Neinein, Moment, da muss ich entschieden widersprechen, ich habe nicht Uncut-Fans als dumpfe, blutgeile Vollidioten versucht hinzustellen, sondern, so wie es sonst auch immer meine (komplett unironische) Absicht ist, einen überwiegenden Großteil derer, die Videospiele spielen. Himmelweiter Unterschied! Und dieses Distinktionsmerkmal hat sich das Publikum nunmal hart erarbeitet, auch wenn du diesen Aspekt des Mediums und vor allem seines Standes in der gesamtgesellschaftlichen Wahrnehmung wie du selbst eingeräumt hast ignorierst. Das macht dich selber zu einem zweifellos glücklicheren Menschen, aber wes ändert nichts daran, dass der Beitrag von Gaming zu unserer Kultur und unser Zusammenleben als ganzes (!) bisher in meinen Augen kein besonders positiver war. Das ist kein Kulturpessimismus, das ist eine Bilanz, stand Heute. Wenn mir wirklich egal wäre oder ich 0 Hoffnungen hätte, dass die Möglichkeit bestünde, dass sich das bessert, würde ich in dieser hintersten Ecke des Internets keine Textwüsten darüber verzapfen. Es wollen aber, so realistisch muss man sein, auch nur wirklich die einskommafünf bis zwei leute lesen, die hier darauf antworten.

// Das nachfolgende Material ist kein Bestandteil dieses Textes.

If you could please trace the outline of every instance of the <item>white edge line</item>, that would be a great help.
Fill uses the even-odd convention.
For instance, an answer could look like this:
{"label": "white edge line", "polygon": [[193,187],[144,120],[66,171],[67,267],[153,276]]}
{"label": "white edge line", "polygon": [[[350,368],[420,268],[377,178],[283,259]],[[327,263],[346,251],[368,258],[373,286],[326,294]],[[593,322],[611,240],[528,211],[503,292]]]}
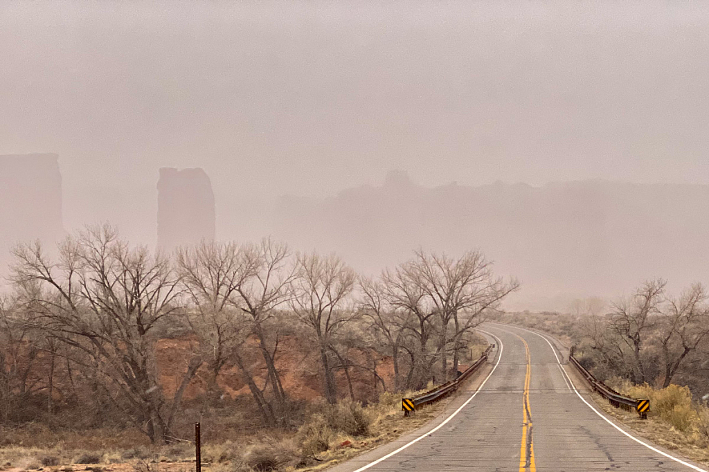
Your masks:
{"label": "white edge line", "polygon": [[[502,346],[502,341],[497,336],[495,336],[495,335],[493,335],[492,333],[487,332],[486,331],[483,331],[482,330],[478,330],[478,331],[480,331],[481,332],[484,332],[486,335],[489,335],[490,336],[492,336],[496,339],[497,339],[497,342],[498,343],[500,343],[500,352],[498,353],[497,362],[495,363],[495,366],[492,368],[492,370],[490,371],[490,373],[488,374],[488,376],[485,378],[485,380],[483,381],[482,383],[481,383],[480,386],[475,390],[475,393],[473,393],[473,395],[471,395],[471,397],[469,398],[468,398],[465,401],[464,403],[463,403],[462,405],[461,405],[458,408],[457,410],[456,410],[454,412],[453,412],[451,414],[450,416],[449,416],[447,418],[446,418],[445,420],[444,420],[443,422],[442,422],[440,425],[439,425],[436,427],[433,428],[432,429],[431,429],[430,431],[429,431],[428,432],[424,433],[423,434],[421,434],[420,436],[419,436],[418,437],[417,437],[415,439],[413,439],[413,440],[412,440],[412,441],[406,443],[406,444],[404,444],[401,447],[398,448],[396,451],[393,451],[390,452],[389,454],[386,454],[386,456],[383,456],[382,457],[380,457],[379,459],[376,459],[376,461],[370,462],[369,463],[368,463],[368,464],[367,464],[365,466],[362,466],[359,468],[358,468],[356,471],[354,471],[354,472],[361,472],[362,471],[365,471],[365,470],[369,468],[370,467],[376,466],[376,464],[379,463],[382,461],[386,461],[386,459],[388,459],[389,458],[391,457],[392,456],[393,456],[395,454],[398,454],[398,453],[401,452],[402,451],[403,451],[404,449],[406,449],[409,446],[411,446],[411,445],[413,445],[413,444],[418,442],[419,441],[420,441],[423,438],[427,437],[428,436],[430,436],[431,434],[432,434],[433,433],[435,433],[435,432],[438,431],[442,427],[443,427],[443,426],[445,426],[446,425],[446,423],[447,423],[449,421],[450,421],[451,420],[452,420],[455,417],[456,415],[457,415],[459,412],[460,412],[461,410],[462,410],[464,408],[465,408],[465,406],[468,403],[469,403],[473,398],[475,398],[475,395],[477,395],[478,393],[482,389],[483,386],[485,385],[485,383],[488,381],[488,379],[490,378],[490,376],[493,374],[493,373],[495,372],[495,369],[497,369],[498,365],[500,364],[500,359],[502,359],[502,350],[503,349],[503,346]],[[705,472],[705,471],[703,471],[703,472]]]}
{"label": "white edge line", "polygon": [[[549,339],[547,339],[546,336],[540,335],[538,332],[535,332],[534,331],[531,331],[530,330],[527,330],[527,329],[525,329],[523,327],[520,327],[519,326],[514,326],[514,327],[516,327],[516,328],[518,328],[520,330],[523,330],[523,331],[527,331],[528,332],[530,332],[530,333],[532,333],[533,335],[537,335],[537,336],[539,336],[540,337],[541,337],[542,339],[543,339],[545,341],[546,341],[547,343],[549,343],[549,345],[552,347],[552,350],[554,351],[554,347],[552,346],[552,343],[549,342]],[[500,329],[500,328],[498,328],[498,329]],[[554,352],[554,356],[557,355],[557,353],[556,353],[555,351]],[[558,356],[557,356],[557,361],[559,361],[559,357]],[[561,362],[559,362],[559,365],[561,365]],[[693,469],[695,471],[697,471],[698,472],[708,472],[705,469],[700,468],[697,467],[696,466],[692,465],[692,464],[689,463],[688,462],[686,462],[686,461],[683,461],[681,459],[678,459],[678,458],[675,457],[674,456],[671,456],[669,454],[667,454],[666,452],[663,452],[662,451],[660,451],[657,448],[655,448],[655,447],[653,447],[652,446],[650,446],[647,442],[644,442],[644,441],[641,441],[640,439],[638,439],[637,437],[635,437],[632,434],[631,434],[625,432],[620,426],[618,426],[618,425],[616,425],[613,422],[610,421],[610,420],[609,420],[608,417],[606,417],[606,416],[605,415],[601,413],[598,410],[596,410],[595,408],[593,408],[593,406],[591,403],[589,403],[588,402],[587,402],[586,400],[586,398],[584,398],[581,395],[581,394],[579,393],[579,390],[576,390],[576,386],[574,385],[574,382],[573,382],[573,381],[571,381],[571,377],[569,376],[569,374],[566,373],[566,369],[564,369],[564,366],[562,366],[562,370],[564,371],[564,373],[566,374],[566,377],[569,378],[569,381],[571,383],[571,386],[574,388],[574,391],[576,392],[576,394],[579,395],[579,398],[581,399],[581,401],[583,401],[584,403],[586,403],[588,406],[589,408],[591,408],[591,410],[593,410],[593,412],[596,415],[598,415],[598,416],[600,416],[603,420],[603,421],[605,421],[605,422],[607,422],[608,425],[610,425],[610,426],[613,427],[614,428],[615,428],[616,429],[618,429],[618,431],[620,431],[620,432],[622,432],[625,436],[627,436],[629,438],[630,438],[631,439],[632,439],[635,442],[637,442],[638,444],[642,444],[643,446],[644,446],[647,449],[650,449],[651,451],[654,451],[657,452],[659,454],[661,454],[661,455],[664,456],[665,457],[666,457],[668,459],[672,459],[675,462],[679,462],[679,463],[682,464],[683,466],[686,466],[687,467],[689,467],[690,468],[692,468],[692,469]]]}
{"label": "white edge line", "polygon": [[569,384],[569,381],[566,380],[566,373],[564,371],[564,368],[562,367],[561,364],[557,364],[557,366],[559,367],[559,371],[562,373],[562,378],[564,379],[564,383],[566,384],[566,388],[569,391],[571,391],[571,386]]}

>aber der springende Punkt ist doch nunmal Zensur und Kunstfreiheit und dass es schlicht für alles gelten muss (oder meinetwegen: so gut wie alles, denn "offensichtlich" - und wer das wie bestimmt ist sicherlich nochmal ein ganz anderes Thema -  Ausnahmen in Film und andern Künsten), frei nach dem Amerikanischen Free Speech Prinzip auch und gerade für den Trash. Man segnet den Schund ab, damit die "wichtigen" und "ernsten" Vertreter vor Zensur geschützt sind.

Ich persönlich bin der Meinung, dass man in Deutschland Volksverhetzung und Holocaustleugnung ruhig weiter unter Strafe lassen sollte. Dank ihrer wunderbaren Meinungsfreiheit haben die USA mittlerweile eine wunderbar florierende Neonazi-Szene, in der Gaming sehr auffällig als sozialer Klebstoff hervorsticht, das mal nebenbei erwähnt (Und das kann man so oft trotzig leugnen wie man will, es ist schlicht so). Und auch in Deutschland verbietet niemand Nazi-Trash, solange sich dieser eben in einem vom Gesetzgeber als besonders schützenswert betrachtetes Medium abspielt. Dies kriegt man nur geändert, wenn genügend gesellschaftliches Interesse an einer solchen Änderung besteht, und dieses Interesse kann nur entstehen, wenn diejenigen, die es vorbringen, ernstzunehmend sind. Man kann aber natürlich auf solche harten Fakten auch scheißen und in seiner Echokammer darüber rumheulen, dass das alles nicht schon längst erlaubt ist, aber man kommt damit in der Welt jenseits der Gaming-Bubble keinen verdammten Zentimeter weiter. Und das kann man nur veraffen mit Vorsatz oder weil man sich nicht aus der Wahrnehmungssphäre seiner Gaming-Bubble rausbewegen will.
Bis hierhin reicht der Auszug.